With the growing movement to legalize cannabis in the United States (see November elections), its getting pretty easy to argue against the ridiculousness of making a plant illegal.  But how about so-called 'harder' drugs like heroin and methamphetamine?  Well, to paraphrase Dr. Carl Hart:  "... come out of the closet and say you used marijuana?  That sh*ts easy.  Say that you used other things as well.  And you have to do it in places where people are not friendly."  Alright, lets talk about shabu then!  If you don't already know, shabu is the drug of choice of many in the Philippines and it goes by many names:  methamphetamine, meth, crystal meth, and also Desoxyn, which is meth from Big Pharma.  Here's some quotes from three books I recently read regarding methamphetamine:  

"... most young people who become addicted to crystal meth are self-medicating other conditions:  most commonly attention deficit/hyperactivity disorder (ADHD), but also depression, post-traumatic stress disorder, or the effects of emotional and social dislocation.  ...[S]ome young street people who use crystal meth see it as a way of survival.  If the necessary physical, psychological, and social supports were provided, I believe it would not take long to diminish the appeal of methamphetamine and to wean the vast majority of stimulant addicts away from this harmful chemical." -- Dr.
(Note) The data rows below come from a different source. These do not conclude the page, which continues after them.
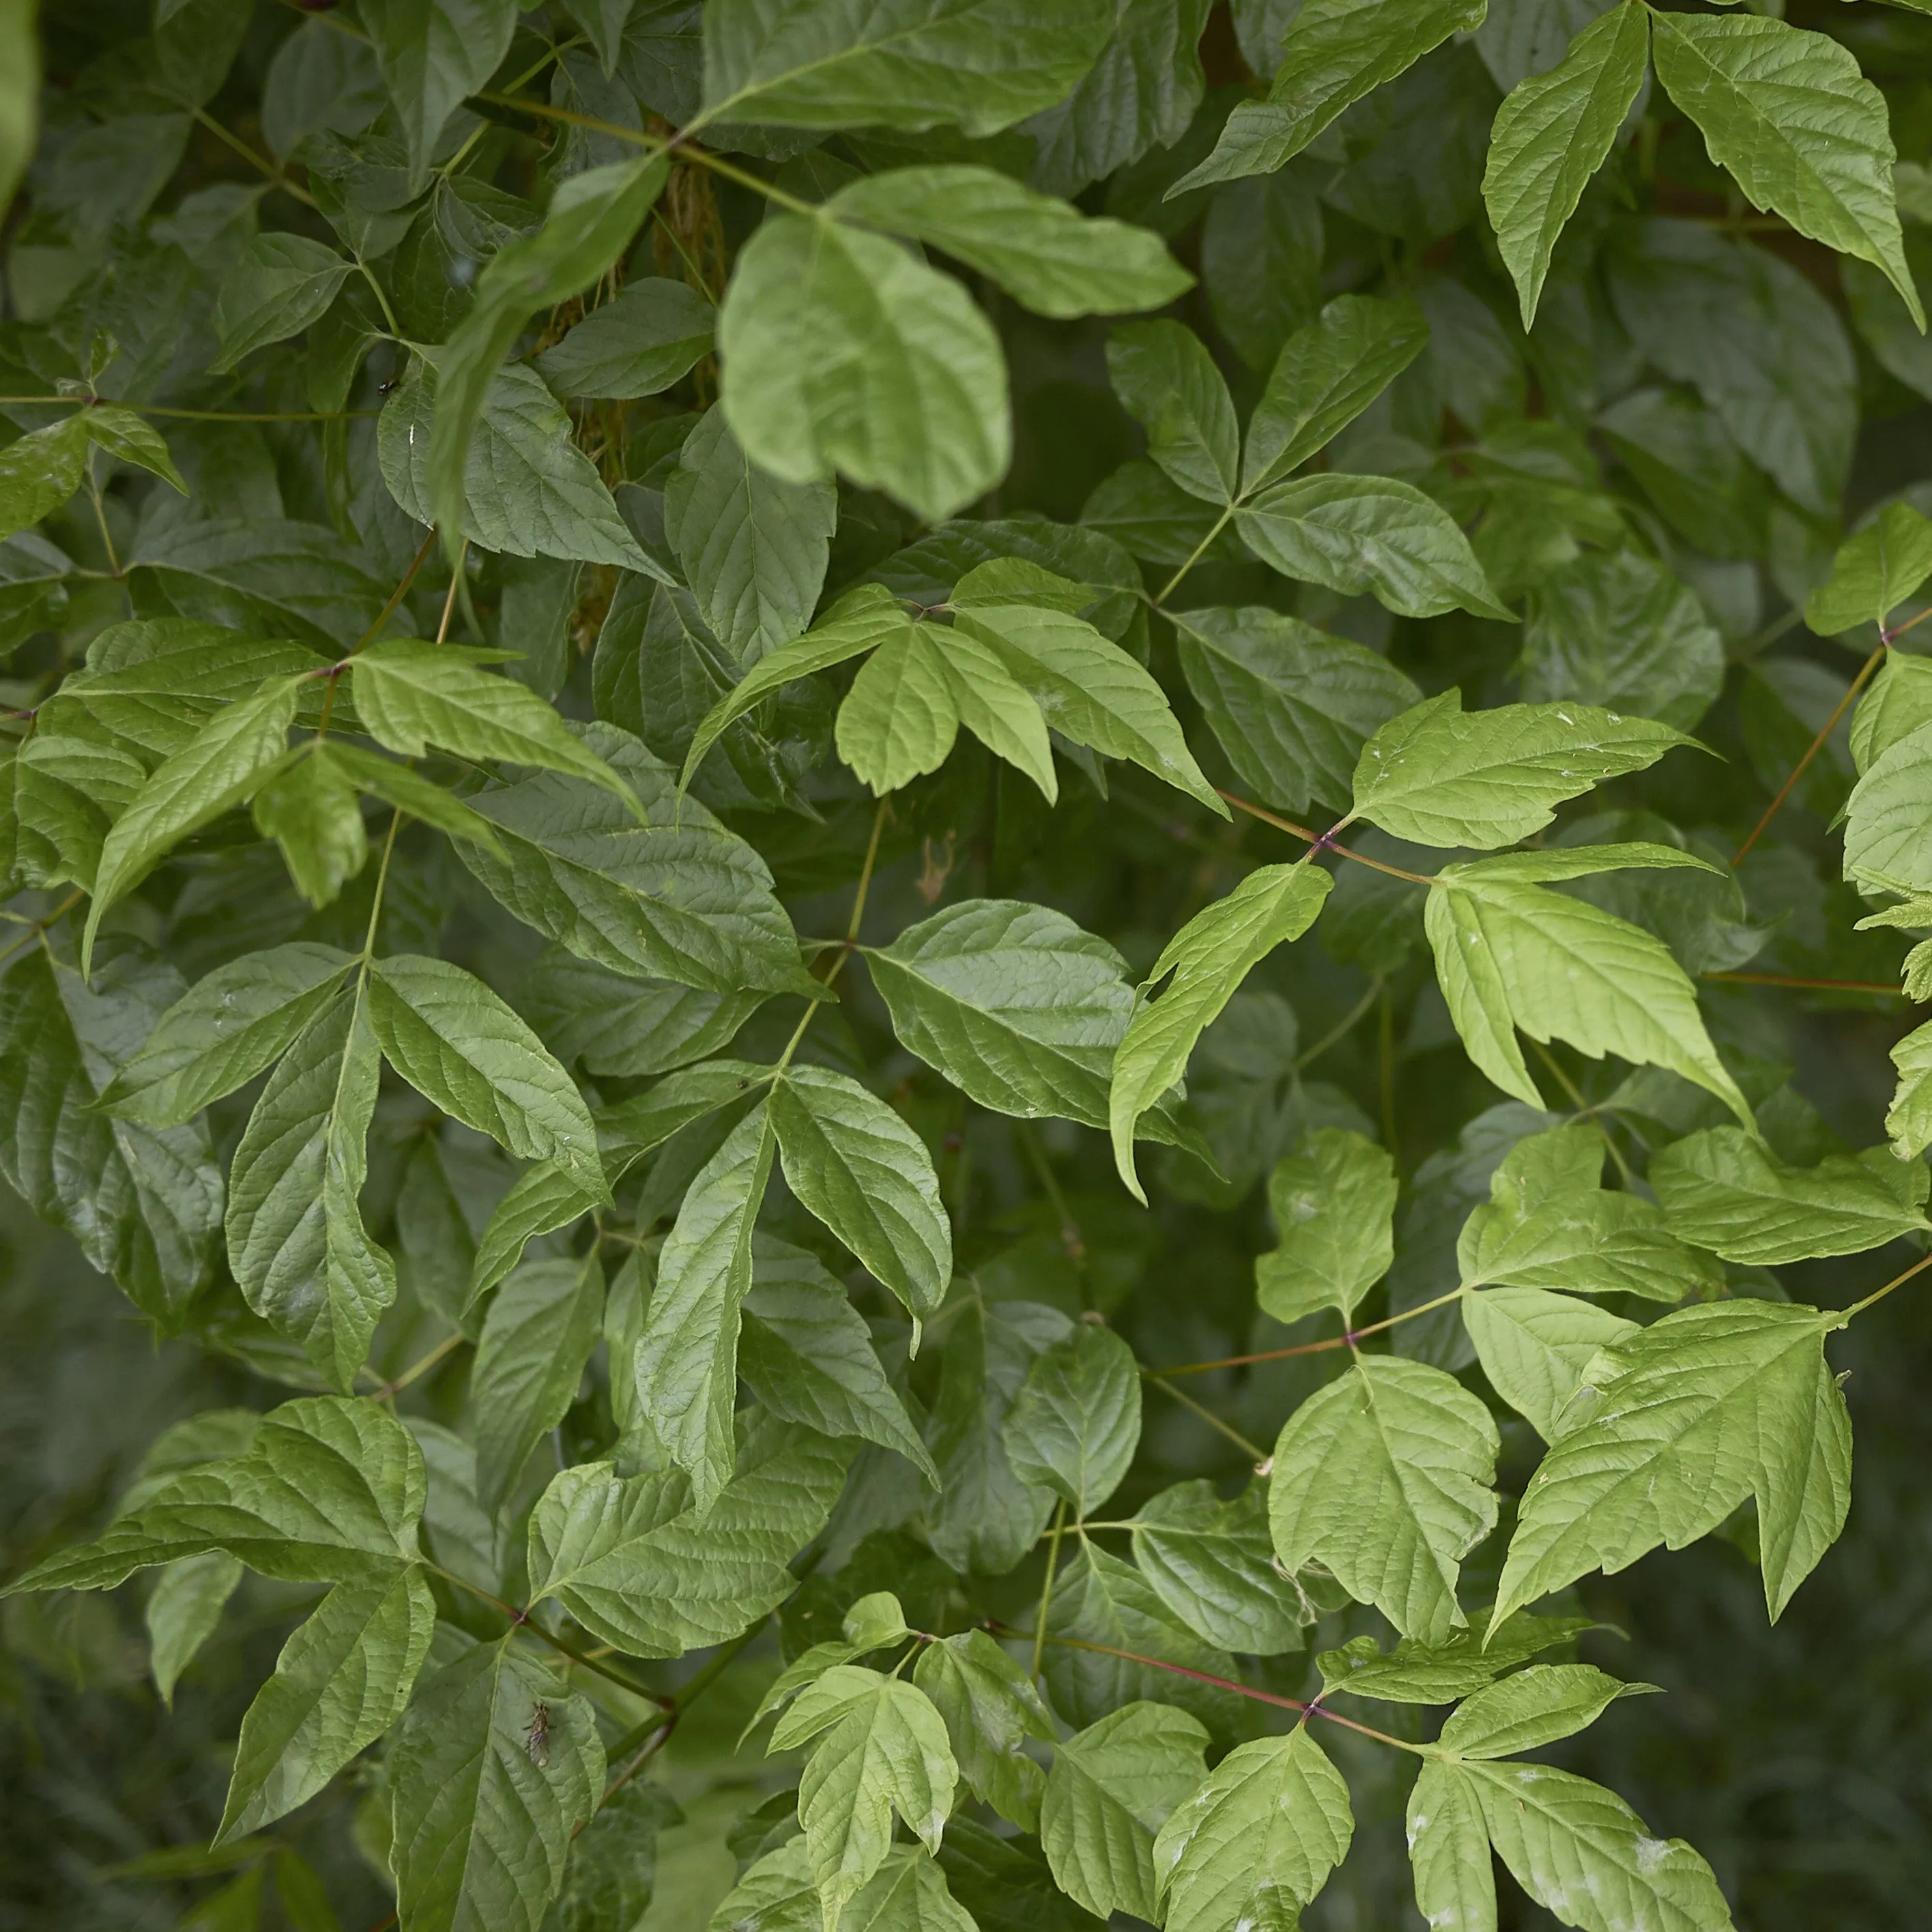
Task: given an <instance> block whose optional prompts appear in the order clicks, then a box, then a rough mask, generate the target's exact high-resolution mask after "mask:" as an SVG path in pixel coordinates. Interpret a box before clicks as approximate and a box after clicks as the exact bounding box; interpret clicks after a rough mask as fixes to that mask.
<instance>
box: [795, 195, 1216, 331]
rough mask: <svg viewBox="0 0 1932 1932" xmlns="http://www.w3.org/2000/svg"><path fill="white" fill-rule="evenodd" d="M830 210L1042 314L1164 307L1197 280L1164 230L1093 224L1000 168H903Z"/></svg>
mask: <svg viewBox="0 0 1932 1932" xmlns="http://www.w3.org/2000/svg"><path fill="white" fill-rule="evenodd" d="M825 213H827V214H829V216H835V218H840V220H850V222H866V224H869V226H873V228H885V230H887V232H891V234H900V236H906V238H908V240H914V241H925V243H927V245H929V247H937V249H943V251H945V253H947V255H951V257H952V259H954V261H962V263H966V267H968V269H978V270H980V272H981V274H987V276H991V278H993V280H995V282H999V286H1001V288H1005V290H1007V294H1009V296H1012V298H1014V301H1018V303H1020V305H1022V307H1028V309H1032V311H1034V313H1036V315H1053V317H1074V315H1113V313H1119V311H1122V309H1159V307H1163V305H1165V303H1169V301H1173V299H1175V298H1177V296H1180V294H1182V292H1186V290H1188V288H1192V286H1194V278H1192V276H1190V274H1188V272H1186V269H1182V267H1180V263H1177V261H1175V259H1173V255H1169V253H1167V247H1165V245H1163V241H1161V238H1159V236H1157V234H1151V232H1150V230H1146V228H1130V226H1128V224H1126V222H1115V220H1105V218H1099V220H1090V218H1088V216H1084V214H1082V213H1080V211H1078V209H1074V207H1072V205H1070V203H1066V201H1055V199H1053V197H1051V195H1036V193H1034V191H1032V189H1030V187H1022V185H1020V184H1018V182H1014V180H1010V178H1009V176H1005V174H995V172H993V170H991V168H964V166H933V168H893V170H889V172H885V174H873V176H867V178H866V180H862V182H854V184H852V185H850V187H842V189H840V191H838V193H837V195H833V199H831V201H827V203H825Z"/></svg>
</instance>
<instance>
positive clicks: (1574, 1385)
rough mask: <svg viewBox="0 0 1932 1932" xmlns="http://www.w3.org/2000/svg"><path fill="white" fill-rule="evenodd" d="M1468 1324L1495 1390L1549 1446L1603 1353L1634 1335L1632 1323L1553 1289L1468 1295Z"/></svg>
mask: <svg viewBox="0 0 1932 1932" xmlns="http://www.w3.org/2000/svg"><path fill="white" fill-rule="evenodd" d="M1463 1325H1464V1327H1466V1329H1468V1339H1470V1341H1472V1343H1474V1345H1476V1360H1478V1362H1482V1372H1484V1374H1486V1376H1488V1378H1490V1387H1492V1389H1495V1393H1497V1395H1501V1397H1503V1401H1505V1403H1509V1406H1511V1408H1515V1410H1517V1414H1519V1416H1522V1418H1524V1420H1526V1422H1528V1424H1530V1428H1534V1430H1536V1434H1538V1435H1542V1439H1544V1441H1546V1443H1553V1441H1555V1439H1557V1437H1559V1435H1561V1434H1563V1430H1565V1426H1567V1420H1569V1418H1567V1410H1569V1406H1571V1403H1575V1399H1577V1393H1578V1389H1582V1387H1584V1383H1586V1379H1588V1374H1590V1364H1592V1362H1594V1360H1596V1356H1598V1350H1600V1349H1613V1347H1615V1345H1617V1343H1621V1341H1627V1339H1629V1337H1631V1335H1634V1333H1636V1323H1634V1321H1625V1320H1623V1316H1613V1314H1611V1312H1609V1310H1607V1308H1596V1306H1592V1304H1590V1302H1578V1300H1575V1298H1573V1296H1569V1294H1551V1293H1549V1291H1548V1289H1486V1291H1484V1293H1482V1294H1470V1296H1466V1298H1464V1302H1463Z"/></svg>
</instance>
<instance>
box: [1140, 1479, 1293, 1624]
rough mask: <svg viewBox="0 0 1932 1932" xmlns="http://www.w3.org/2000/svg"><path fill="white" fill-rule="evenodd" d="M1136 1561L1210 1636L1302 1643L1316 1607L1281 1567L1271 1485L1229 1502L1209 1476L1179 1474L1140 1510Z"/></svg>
mask: <svg viewBox="0 0 1932 1932" xmlns="http://www.w3.org/2000/svg"><path fill="white" fill-rule="evenodd" d="M1134 1561H1136V1563H1138V1565H1140V1573H1142V1575H1144V1577H1146V1578H1148V1582H1151V1584H1153V1588H1155V1590H1157V1592H1159V1594H1161V1602H1163V1604H1165V1605H1167V1607H1169V1609H1171V1611H1173V1613H1175V1615H1177V1617H1179V1619H1180V1621H1182V1623H1184V1625H1186V1627H1188V1629H1190V1631H1196V1633H1198V1634H1200V1636H1206V1638H1208V1642H1209V1644H1219V1646H1221V1648H1223V1650H1236V1652H1242V1654H1246V1656H1258V1658H1271V1656H1279V1654H1281V1652H1283V1650H1300V1648H1302V1642H1304V1638H1302V1623H1304V1621H1306V1617H1308V1615H1310V1613H1308V1609H1306V1607H1304V1604H1302V1600H1300V1596H1298V1592H1296V1588H1294V1584H1291V1582H1285V1580H1283V1577H1281V1571H1277V1569H1275V1546H1273V1540H1271V1536H1269V1530H1267V1490H1265V1488H1262V1484H1248V1488H1246V1490H1242V1492H1240V1495H1236V1497H1235V1499H1233V1501H1231V1503H1223V1501H1221V1499H1219V1497H1217V1495H1215V1492H1213V1484H1209V1482H1206V1480H1194V1482H1177V1484H1175V1486H1173V1488H1171V1490H1161V1492H1159V1493H1157V1495H1151V1497H1148V1501H1146V1503H1142V1505H1140V1509H1138V1511H1136V1513H1134Z"/></svg>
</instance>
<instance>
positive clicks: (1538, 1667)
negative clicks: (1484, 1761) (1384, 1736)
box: [1435, 1663, 1656, 1758]
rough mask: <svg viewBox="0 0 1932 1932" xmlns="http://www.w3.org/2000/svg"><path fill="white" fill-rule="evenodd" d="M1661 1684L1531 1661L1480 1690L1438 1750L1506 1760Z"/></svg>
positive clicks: (1435, 1746) (1585, 1725) (1447, 1752)
mask: <svg viewBox="0 0 1932 1932" xmlns="http://www.w3.org/2000/svg"><path fill="white" fill-rule="evenodd" d="M1646 1690H1656V1685H1627V1683H1619V1681H1617V1679H1615V1677H1605V1675H1604V1673H1602V1671H1600V1669H1594V1667H1592V1665H1588V1663H1532V1665H1530V1667H1528V1669H1526V1671H1519V1673H1517V1675H1515V1677H1505V1679H1503V1681H1501V1683H1497V1685H1490V1689H1488V1690H1478V1692H1476V1694H1474V1696H1472V1698H1468V1702H1466V1704H1463V1706H1461V1708H1459V1710H1457V1712H1455V1714H1453V1716H1451V1718H1449V1721H1447V1723H1445V1725H1443V1729H1441V1737H1437V1739H1435V1748H1437V1750H1439V1752H1443V1754H1447V1756H1457V1758H1507V1756H1513V1754H1515V1752H1519V1750H1538V1748H1540V1747H1542V1745H1553V1743H1555V1741H1557V1739H1559V1737H1573V1735H1575V1733H1577V1731H1582V1729H1584V1727H1588V1725H1592V1723H1596V1719H1598V1718H1602V1716H1604V1712H1605V1710H1609V1706H1611V1704H1615V1702H1617V1698H1619V1696H1642V1694H1644V1692H1646Z"/></svg>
Gabor Mate, In the Realm of Hungry Ghosts

"When it comes to marijuana and the party drugs like ecstasy, up to and including cocaine, I think the harms caused by a small increase in use is plainly outweighed by the gains.  That's why I would sell them in regulated stores, like alcohol.  And with drugs like crack and meth?  I am inclined to the middle option -- allow safe regulated spaces where users can buy and take them, supervised by doctors."  -- Johann Hari, Chasing the Scream

"These medications [amphetamine (Adderall), methamphetamine (Desoxyn) and methylphenidate (Ritalin)] are often prescribed for attention deficit/hyperactivity disorder (ADHD), both in adults and in children.  They're also utilized for treating obesity and narcolepsy.  But although there are some cases of abuse, the vast majority of therapeutic users do not become addicted.  Indeed, there's some evidence that children given these drugs to treat attention problems are actually at lower risk of addiction later in life than those whose ADHD is not treated with medication. " -- Dr. Carl Hart, High Price 

Out of those three books, I would have to say that Chasing the Scream is my favorite.  It has so many tragic stories but also some inspiring ones.  After reading those 3 books, I needed a break from reading about drugs, so I'm now trying to finish Charles Dickens' David Copperfield.  Not as interesting.  I do have my eye on a few more books about drugs that look promising:  Maia Szalavitz's Unbroken Brain and Marc Lewis' The Biology of Desire.  So does this mean that I am addicted to books about drugs?